When the artist Gavin Turk made a blue plaque to commemorate his own student work, he styled it identically to the official plaques seen on buildings across London. White letters on a blue disc announced, “GAVIN TURK Sculptor worked here 1989-1991”. The joke works because the blue plaque system, paid for entirely by public funds and administered – until now – by English Heritage, carries an aura of seriousness and significance. It is the gold standard of biography and local history. If you get a blue plaque, you really must have achieved something.
The news that English Heritage is to stop issuing plaques because of swingeing cuts to its funding is unlikely to be the end of a famous London tradition. But fans of the blue plaque should be careful how they respond. The obvious temptation is for boroughs, community groups, and individuals to put up plaques wherever and to whomever they want.
This may sound pluralistic and liberating – but Gavin Turk’s witty artwork shows what a daft idea that would be. Turk broke the rules, of course, and ignored the authorities when he created a blue plaque to himself as a work of art. Yet the humour and underlying melancholy of the image (will he ever really get a blue plaque?) depends on the existence of the surreal and quintessentially British institution that sombrely decides, from on high, which Londoners should be officially remembered. The idea that a committee somewhere makes these calls has a marvellously archaic, Reithian quality. Rules are made to be broken, but to have that pleasure you need the rules to exist.
Blue plaques may seem an eccentric hangover from history – they have been going since 1867 – but it is this kind of oddity that makes a city a place of character and flavour rather than a banal conglomeration of business and glass buildings.

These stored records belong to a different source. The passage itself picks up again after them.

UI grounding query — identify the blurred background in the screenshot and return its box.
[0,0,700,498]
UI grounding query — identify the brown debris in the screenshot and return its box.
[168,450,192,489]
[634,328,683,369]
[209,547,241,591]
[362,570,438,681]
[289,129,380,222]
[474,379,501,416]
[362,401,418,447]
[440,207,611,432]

London is at a turning point in its history. The nation’s capital is about to see its skyline become a jumble of badly designed skyscrapers, in an amnesiac destruction of its architectural identity. Do we want this city to lose all sense of its past? Blue plaques are one of the most charming ways a capital has ever found to preserve historical memory. They eschew the pomposity of statues.
It’s not like London lacks places to remember. Vincent van Gogh’s house in Brixton would be easy to lose sight of (it’s just an ordinary London house) – but it has that all-important plaque.
Make no mistake. The blue plaque is irreplaceable – as Gavin Turk showed us.